Burrows key to Cats' transition

As a point guard, Eddie Burrows has essentially been running the show for the Renaissance Academy boys' basketball team since first breaking into the starting lineup last season.

Its just that last year there was so much star power taking center stage for the Wildcats, Burrows may have felt like a man behind the scenes.

Burrows will be hard to miss this season, as he comes into his own as the leader of the team and tries to put the Wildcats on his shoulders for an encore playoff run.

"I'm used to being a leader," Burrows says. "It's more responsibility now that the seniors left and I'm the only senior remaining, but it doesn't feel different.

"My mom really taught me to be a leader, not a follower. Everywhere I go, I take that with me."

Last season, there wasn't much that didn't go through the All-CIF senior triumvirate of Gil Tacita, Bryan Bourgeoise and Dushon Carter and behind their scoring prowess the team went far — all the way to the CIF Southern Section Division V-A semifinals.

Burrows is the only senior returner from that team and one of only a small handful of players with any real varsity experience to speak of. As a result, the Wildcats will depend on Burrows to not only keep the offense clicking, but to use his experience to be an effective leader and role model.

"He's a great leader," says teammate Troy Fontinilla, one of a handful of returners, who will also be taking on a bigger role this season. "He leads us on the court and the team goes as he does. His intensity, we try to match it.

"He's definitely a great role model. Everybody looks up to him, everybody learns something from him."

Burrows admits that he and Wildcats Coach Sid Cooke didn't always see eye to eye during his junior season. A big part of Burrows' development during a productive offseason of workouts, practices and summer basketball has been his willingness to adapt to a role that goes beyond playmaking.

"He's really experienced and he's really starting to listen," Cooke says. "We kind of butted heads last year, but I need him to control tempo and he's starting to do it. He's starting to get a lot of steals. He basically gives us that relief with his speed, when we need someone to break the pressure, cut through a double team or when we need someone to get us out of trouble.

"He's learning how to control things, how to really run a pick and roll better than last year. He's a little bit stronger and a little bit quicker. Speedwise, I don't think you're going to see anyone quicker."

Burrows says he's grown accustomed to what Cooke expects and understands the leadership his position entails.
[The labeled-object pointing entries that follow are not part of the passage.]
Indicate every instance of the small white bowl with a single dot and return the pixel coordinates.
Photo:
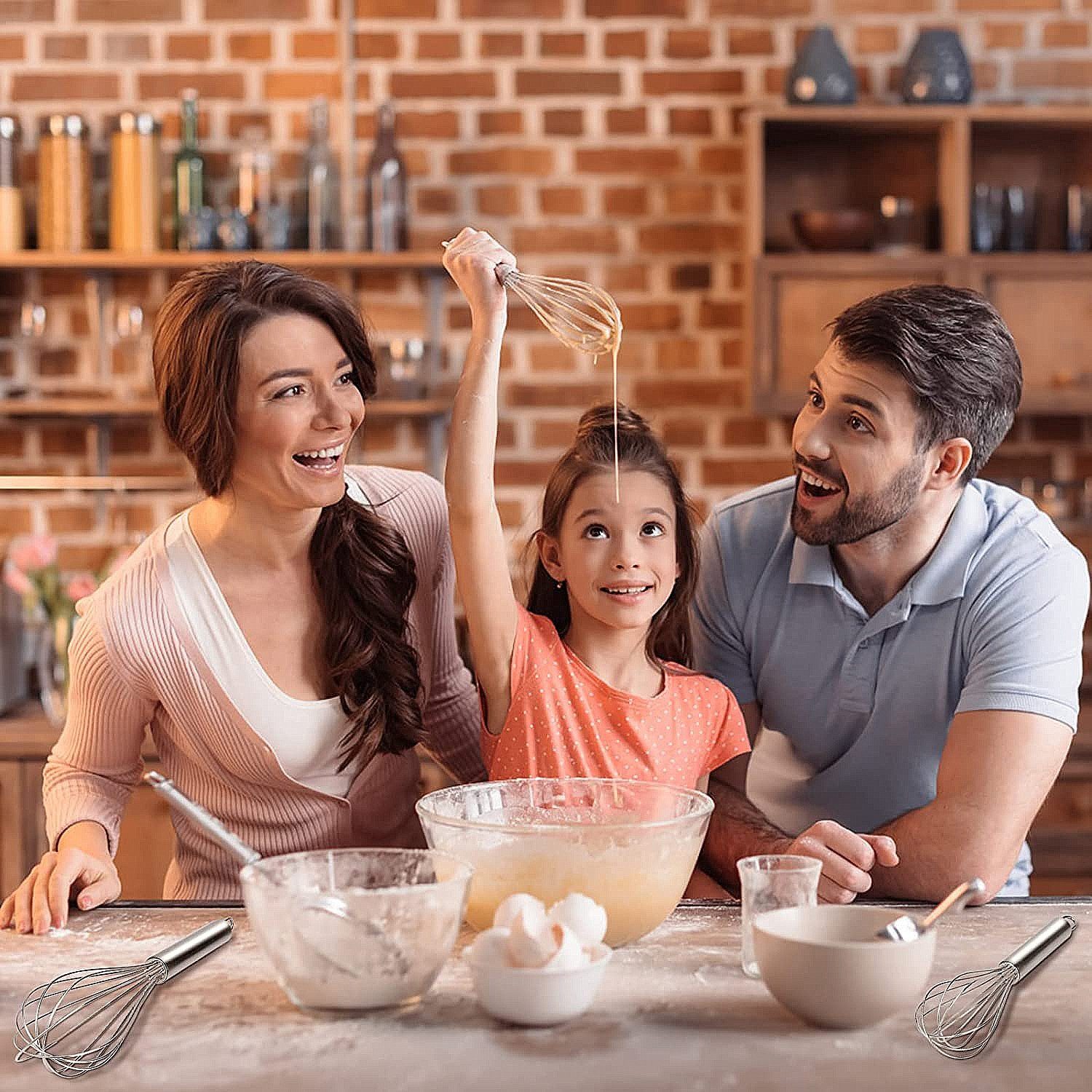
(537, 997)
(825, 963)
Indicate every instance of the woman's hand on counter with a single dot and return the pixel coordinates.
(74, 871)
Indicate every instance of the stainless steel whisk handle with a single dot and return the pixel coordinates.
(1045, 943)
(198, 815)
(199, 943)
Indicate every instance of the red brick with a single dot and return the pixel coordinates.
(376, 46)
(128, 11)
(689, 122)
(700, 82)
(628, 122)
(65, 47)
(550, 240)
(751, 41)
(567, 82)
(626, 44)
(443, 84)
(1066, 34)
(127, 47)
(563, 122)
(240, 10)
(500, 124)
(499, 200)
(301, 84)
(250, 47)
(563, 45)
(1002, 35)
(636, 9)
(679, 392)
(511, 9)
(207, 84)
(561, 201)
(188, 47)
(744, 471)
(626, 200)
(438, 47)
(502, 45)
(688, 45)
(628, 161)
(513, 159)
(65, 87)
(314, 45)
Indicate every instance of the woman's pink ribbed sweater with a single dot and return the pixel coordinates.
(135, 663)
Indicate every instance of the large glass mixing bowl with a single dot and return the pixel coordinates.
(631, 845)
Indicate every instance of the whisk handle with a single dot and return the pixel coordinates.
(199, 943)
(1045, 943)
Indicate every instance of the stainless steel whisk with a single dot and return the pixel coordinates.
(79, 1021)
(959, 1017)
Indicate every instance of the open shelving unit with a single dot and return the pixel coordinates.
(827, 157)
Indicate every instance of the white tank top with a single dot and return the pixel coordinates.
(304, 735)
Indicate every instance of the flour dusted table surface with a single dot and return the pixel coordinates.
(675, 1013)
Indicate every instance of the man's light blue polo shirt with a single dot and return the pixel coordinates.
(856, 709)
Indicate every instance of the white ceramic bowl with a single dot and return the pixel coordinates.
(825, 965)
(537, 997)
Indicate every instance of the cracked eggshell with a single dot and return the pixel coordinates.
(582, 915)
(515, 904)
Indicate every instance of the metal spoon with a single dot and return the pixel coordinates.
(906, 928)
(338, 937)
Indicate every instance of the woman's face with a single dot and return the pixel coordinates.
(296, 412)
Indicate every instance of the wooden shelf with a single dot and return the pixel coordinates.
(423, 261)
(91, 408)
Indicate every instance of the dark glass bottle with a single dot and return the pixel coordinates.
(384, 190)
(321, 166)
(189, 167)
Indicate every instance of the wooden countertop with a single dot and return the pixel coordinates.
(675, 1013)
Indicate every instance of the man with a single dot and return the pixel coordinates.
(906, 637)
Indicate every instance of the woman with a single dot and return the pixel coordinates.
(288, 638)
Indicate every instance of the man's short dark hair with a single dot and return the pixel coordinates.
(954, 351)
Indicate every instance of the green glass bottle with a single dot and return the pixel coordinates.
(189, 167)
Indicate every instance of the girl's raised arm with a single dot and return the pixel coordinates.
(478, 539)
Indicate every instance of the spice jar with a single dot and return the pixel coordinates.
(63, 183)
(11, 199)
(135, 181)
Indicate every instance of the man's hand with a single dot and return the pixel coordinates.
(847, 858)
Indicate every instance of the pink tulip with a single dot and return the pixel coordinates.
(17, 580)
(81, 585)
(33, 553)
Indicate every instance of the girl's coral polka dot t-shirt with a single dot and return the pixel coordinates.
(566, 722)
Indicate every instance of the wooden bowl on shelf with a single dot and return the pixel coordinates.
(834, 229)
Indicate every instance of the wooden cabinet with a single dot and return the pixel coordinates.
(829, 157)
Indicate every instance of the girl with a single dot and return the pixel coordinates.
(288, 638)
(590, 679)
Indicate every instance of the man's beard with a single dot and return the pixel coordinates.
(858, 519)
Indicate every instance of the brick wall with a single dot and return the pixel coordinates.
(598, 138)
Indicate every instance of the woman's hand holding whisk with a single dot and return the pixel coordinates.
(472, 259)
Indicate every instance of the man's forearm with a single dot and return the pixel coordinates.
(737, 829)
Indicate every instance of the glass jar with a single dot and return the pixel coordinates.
(63, 183)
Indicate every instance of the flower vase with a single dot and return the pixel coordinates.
(52, 665)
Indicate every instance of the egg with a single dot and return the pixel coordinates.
(532, 941)
(585, 917)
(507, 912)
(570, 952)
(491, 948)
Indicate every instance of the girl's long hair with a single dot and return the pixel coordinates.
(639, 449)
(364, 572)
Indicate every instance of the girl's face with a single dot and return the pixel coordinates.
(297, 410)
(618, 558)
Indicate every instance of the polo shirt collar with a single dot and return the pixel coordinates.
(945, 572)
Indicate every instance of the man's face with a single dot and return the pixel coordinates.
(858, 470)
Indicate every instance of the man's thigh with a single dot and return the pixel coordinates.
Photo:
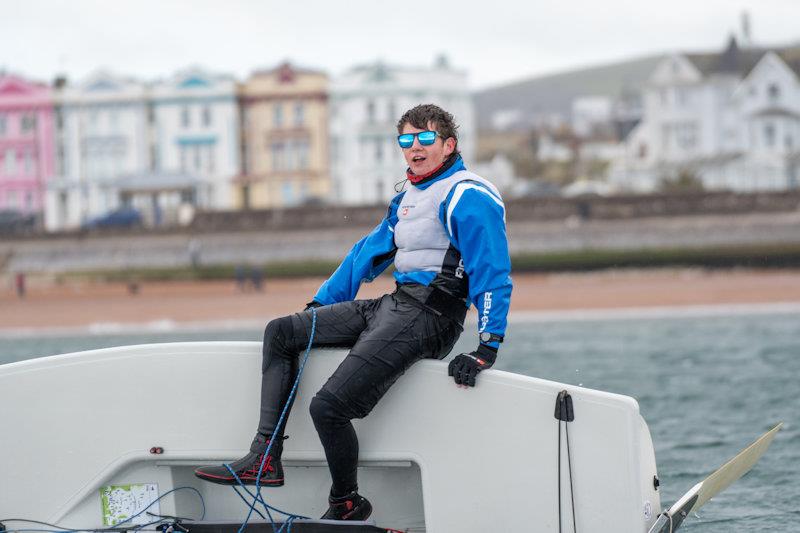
(337, 325)
(392, 342)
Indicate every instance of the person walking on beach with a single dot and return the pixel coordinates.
(447, 238)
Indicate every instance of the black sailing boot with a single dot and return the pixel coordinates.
(350, 507)
(247, 467)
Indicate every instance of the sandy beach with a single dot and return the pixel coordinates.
(94, 305)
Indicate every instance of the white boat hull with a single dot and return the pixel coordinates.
(433, 455)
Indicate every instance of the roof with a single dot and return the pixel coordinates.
(737, 60)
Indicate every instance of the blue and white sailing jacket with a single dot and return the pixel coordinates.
(449, 233)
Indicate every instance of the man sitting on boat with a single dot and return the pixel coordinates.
(446, 236)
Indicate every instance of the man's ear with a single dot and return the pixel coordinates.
(449, 146)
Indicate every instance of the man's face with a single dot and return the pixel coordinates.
(424, 159)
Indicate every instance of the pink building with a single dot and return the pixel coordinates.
(26, 144)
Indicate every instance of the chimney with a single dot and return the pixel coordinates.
(747, 40)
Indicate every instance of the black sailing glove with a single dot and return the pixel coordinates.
(312, 304)
(465, 367)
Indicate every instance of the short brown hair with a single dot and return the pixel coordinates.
(419, 117)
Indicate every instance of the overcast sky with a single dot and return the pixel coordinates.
(496, 41)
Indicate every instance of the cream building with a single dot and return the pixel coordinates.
(285, 134)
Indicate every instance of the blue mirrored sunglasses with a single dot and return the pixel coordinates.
(426, 138)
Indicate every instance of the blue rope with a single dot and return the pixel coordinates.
(257, 497)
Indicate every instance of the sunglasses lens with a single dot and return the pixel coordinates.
(426, 138)
(405, 140)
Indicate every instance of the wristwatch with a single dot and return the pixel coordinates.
(490, 337)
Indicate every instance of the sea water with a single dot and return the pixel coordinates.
(707, 385)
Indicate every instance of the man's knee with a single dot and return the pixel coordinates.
(278, 328)
(325, 412)
(277, 335)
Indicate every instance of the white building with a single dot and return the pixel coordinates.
(366, 103)
(196, 134)
(590, 113)
(731, 119)
(101, 134)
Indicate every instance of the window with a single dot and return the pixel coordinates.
(196, 159)
(212, 164)
(10, 162)
(288, 193)
(186, 119)
(686, 135)
(682, 96)
(774, 92)
(28, 159)
(769, 135)
(278, 156)
(370, 111)
(301, 155)
(28, 123)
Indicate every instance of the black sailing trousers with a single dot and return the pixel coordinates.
(385, 336)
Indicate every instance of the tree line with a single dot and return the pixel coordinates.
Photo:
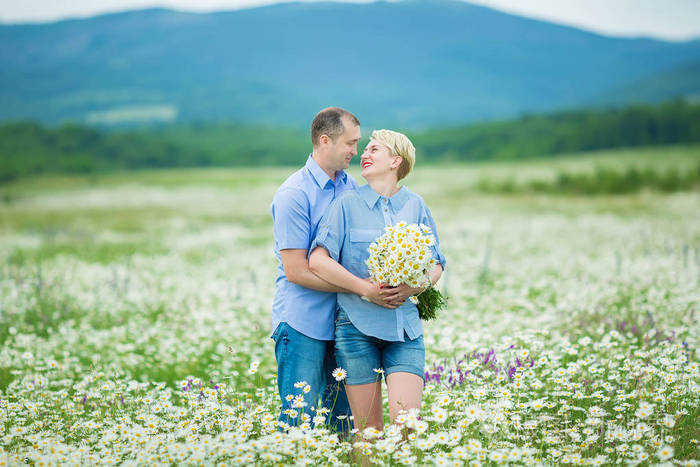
(28, 148)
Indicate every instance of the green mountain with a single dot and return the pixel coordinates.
(406, 64)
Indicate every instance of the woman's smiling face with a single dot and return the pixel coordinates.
(377, 159)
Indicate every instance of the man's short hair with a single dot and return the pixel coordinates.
(329, 121)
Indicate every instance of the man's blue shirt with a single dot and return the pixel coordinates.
(352, 222)
(298, 206)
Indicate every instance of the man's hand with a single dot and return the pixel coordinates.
(375, 294)
(296, 268)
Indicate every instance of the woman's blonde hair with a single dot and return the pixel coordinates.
(399, 145)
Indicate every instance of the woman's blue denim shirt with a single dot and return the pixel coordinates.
(353, 221)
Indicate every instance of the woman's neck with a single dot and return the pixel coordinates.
(386, 187)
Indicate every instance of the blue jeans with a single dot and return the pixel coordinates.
(360, 354)
(302, 358)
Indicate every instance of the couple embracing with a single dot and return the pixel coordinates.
(326, 313)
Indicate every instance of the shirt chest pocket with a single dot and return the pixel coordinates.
(360, 240)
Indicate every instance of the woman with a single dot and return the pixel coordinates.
(371, 339)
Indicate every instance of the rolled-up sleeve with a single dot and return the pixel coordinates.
(291, 219)
(427, 219)
(331, 231)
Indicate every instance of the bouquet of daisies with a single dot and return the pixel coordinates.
(401, 255)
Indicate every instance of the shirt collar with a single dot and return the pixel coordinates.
(321, 176)
(371, 197)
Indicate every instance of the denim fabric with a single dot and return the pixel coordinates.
(296, 209)
(301, 358)
(360, 354)
(353, 221)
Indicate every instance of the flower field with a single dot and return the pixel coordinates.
(135, 314)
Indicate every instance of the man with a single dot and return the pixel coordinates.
(303, 311)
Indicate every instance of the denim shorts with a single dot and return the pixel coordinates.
(360, 354)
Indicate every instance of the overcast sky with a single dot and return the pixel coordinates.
(663, 19)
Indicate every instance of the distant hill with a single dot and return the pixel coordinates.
(27, 148)
(408, 64)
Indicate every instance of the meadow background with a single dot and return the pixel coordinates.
(137, 271)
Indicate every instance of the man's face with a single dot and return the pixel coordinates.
(341, 151)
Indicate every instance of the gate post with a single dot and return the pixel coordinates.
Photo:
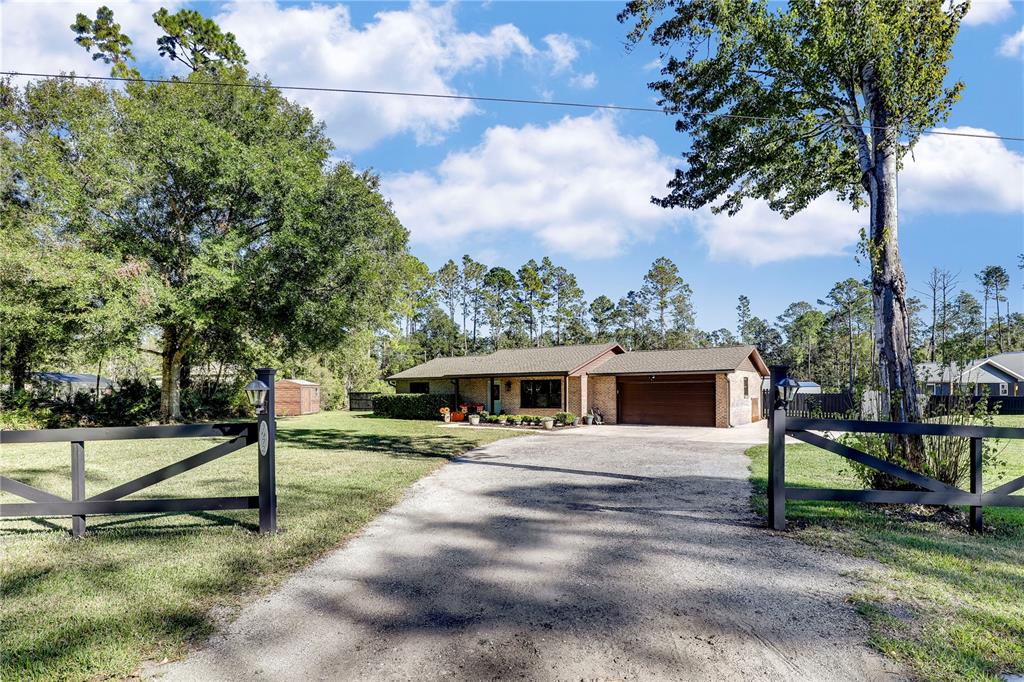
(976, 451)
(267, 466)
(776, 470)
(776, 451)
(78, 485)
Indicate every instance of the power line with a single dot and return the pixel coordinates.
(509, 100)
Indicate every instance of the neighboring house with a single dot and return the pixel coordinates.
(295, 396)
(999, 375)
(66, 384)
(699, 387)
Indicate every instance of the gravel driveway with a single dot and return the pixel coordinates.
(610, 552)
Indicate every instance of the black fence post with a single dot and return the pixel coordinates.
(776, 450)
(267, 466)
(976, 515)
(776, 470)
(78, 485)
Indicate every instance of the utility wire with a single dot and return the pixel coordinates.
(510, 100)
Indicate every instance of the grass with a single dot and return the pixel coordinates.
(947, 604)
(141, 588)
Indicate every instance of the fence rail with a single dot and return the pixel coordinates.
(42, 503)
(1005, 405)
(931, 492)
(836, 406)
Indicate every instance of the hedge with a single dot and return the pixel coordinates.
(412, 406)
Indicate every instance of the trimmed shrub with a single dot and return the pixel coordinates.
(412, 406)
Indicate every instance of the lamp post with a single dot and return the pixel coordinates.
(781, 391)
(261, 396)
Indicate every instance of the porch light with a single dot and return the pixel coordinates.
(256, 391)
(787, 389)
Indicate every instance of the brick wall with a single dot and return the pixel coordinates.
(740, 408)
(578, 395)
(721, 401)
(473, 390)
(438, 386)
(601, 396)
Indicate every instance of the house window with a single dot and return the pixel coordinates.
(541, 393)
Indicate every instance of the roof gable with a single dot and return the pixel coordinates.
(727, 358)
(552, 359)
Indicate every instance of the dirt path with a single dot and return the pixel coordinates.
(601, 553)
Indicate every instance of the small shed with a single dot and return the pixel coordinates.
(296, 396)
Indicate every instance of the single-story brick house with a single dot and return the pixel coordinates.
(697, 387)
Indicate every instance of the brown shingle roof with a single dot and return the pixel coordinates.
(695, 359)
(556, 359)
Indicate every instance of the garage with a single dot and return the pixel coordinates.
(719, 387)
(669, 399)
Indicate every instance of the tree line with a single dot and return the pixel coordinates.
(467, 308)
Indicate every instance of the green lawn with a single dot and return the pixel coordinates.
(947, 604)
(141, 587)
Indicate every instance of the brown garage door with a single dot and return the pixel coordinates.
(676, 400)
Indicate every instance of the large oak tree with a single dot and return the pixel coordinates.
(786, 103)
(221, 187)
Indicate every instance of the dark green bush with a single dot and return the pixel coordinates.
(412, 406)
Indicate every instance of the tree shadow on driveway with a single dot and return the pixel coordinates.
(540, 571)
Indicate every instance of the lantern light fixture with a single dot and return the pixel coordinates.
(256, 390)
(787, 389)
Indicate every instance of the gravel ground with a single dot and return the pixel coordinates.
(609, 553)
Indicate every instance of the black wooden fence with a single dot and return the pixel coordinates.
(931, 492)
(111, 501)
(836, 406)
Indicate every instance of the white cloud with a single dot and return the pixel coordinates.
(987, 11)
(579, 185)
(950, 174)
(37, 37)
(419, 49)
(757, 235)
(561, 50)
(1013, 45)
(584, 81)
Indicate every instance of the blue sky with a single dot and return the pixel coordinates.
(508, 182)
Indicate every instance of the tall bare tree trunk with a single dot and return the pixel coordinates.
(170, 387)
(892, 318)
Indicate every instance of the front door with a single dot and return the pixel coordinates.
(496, 397)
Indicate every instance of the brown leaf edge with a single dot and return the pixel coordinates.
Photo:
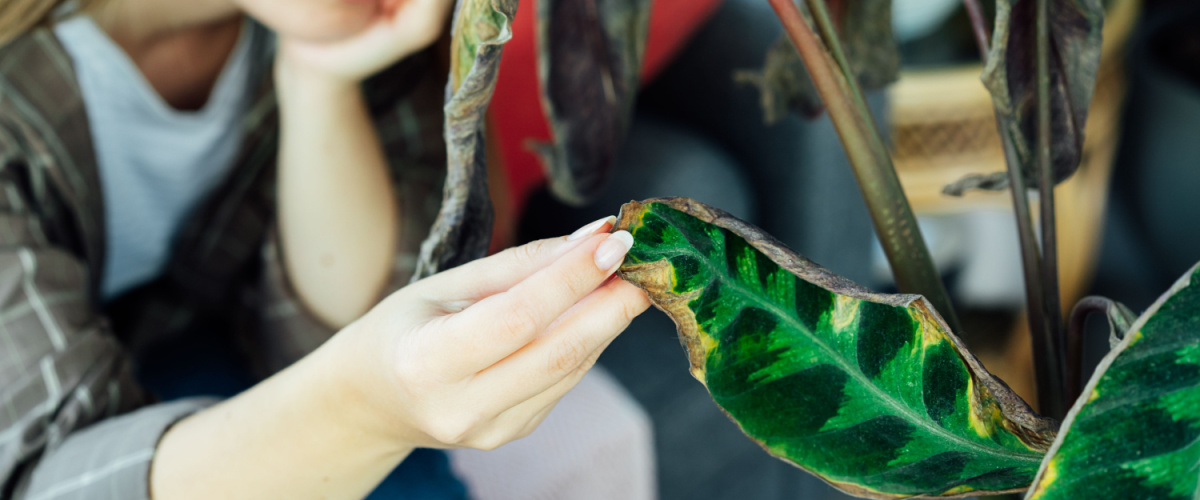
(589, 61)
(655, 279)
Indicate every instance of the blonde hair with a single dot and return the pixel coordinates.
(19, 16)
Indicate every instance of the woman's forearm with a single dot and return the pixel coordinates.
(337, 211)
(300, 434)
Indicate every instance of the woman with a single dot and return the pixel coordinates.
(141, 202)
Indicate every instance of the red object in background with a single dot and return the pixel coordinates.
(516, 116)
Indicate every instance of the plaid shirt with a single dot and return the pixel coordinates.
(67, 423)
"Last year, I was kind of new to the team and new to [Cooke] being my coach," Burrows says. "But I got used to it and I know what he expects of me and I'm just giving him what he expects and what he wants.

"The coach can just say so much, but it's my job to go on the court and perform and I have to lead the team. I have to execute what he wants, but he can only say so much. I have to go out and execute and make sure my teammates do the same thing."

It will be extra important for Burrows to fill that role as the Wildcats begin the season with the task of bringing their younger players up to speed and figure out where their scoring will now come from in the absence of last year's Big Three.

"We've got to work together as team since we don't have those players who can just create by themselves," Fontinilla says.

Fortunately, Burrows learned a thing or two while logging heavy minutes last year for a team that went 20-9 and won three playoff games before falling against Sierra Canyon in the semis.

Much of the success the Wildcats enjoyed came from Burrows' steady play at the point and the experience paid off in his own development while setting a standard for the program's future — a standard Burrows is determined to uphold.

"It helped me to get ready for the next level," Burrows says of the last playoff run. "The younger guys on the team, they got exposed a little bit and I think they got a taste of what they're going to be getting this year.

"They're inexperienced, but I think it's coming along. Later on in the season, we'll be OK. In the beginning, I think we'll have a little [bit of] cobwebs, but by the time playoffs come around, we should be OK."

It's no stretch to say that as Burrows goes, so will the Wildcats, particularly in the early weeks of the season as new players find their way.

But Burrows is confident that by playoff time in February, Renaissance will be back in the familiar territory of the playoffs.

Burrows is counting on it. The Wildcats, meanwhile, are counting on him.

"He's been here a couple years already, so he's kind of the guy that runs everything," Cooke says. "I don't have to say anything to him. He knows what I want.

"[Last season] was difficult, but also he gained valuable experience because we went far. He got better as the season went on and he had some pretty big games. From last year to this year, it's two different guys and that experience really did help."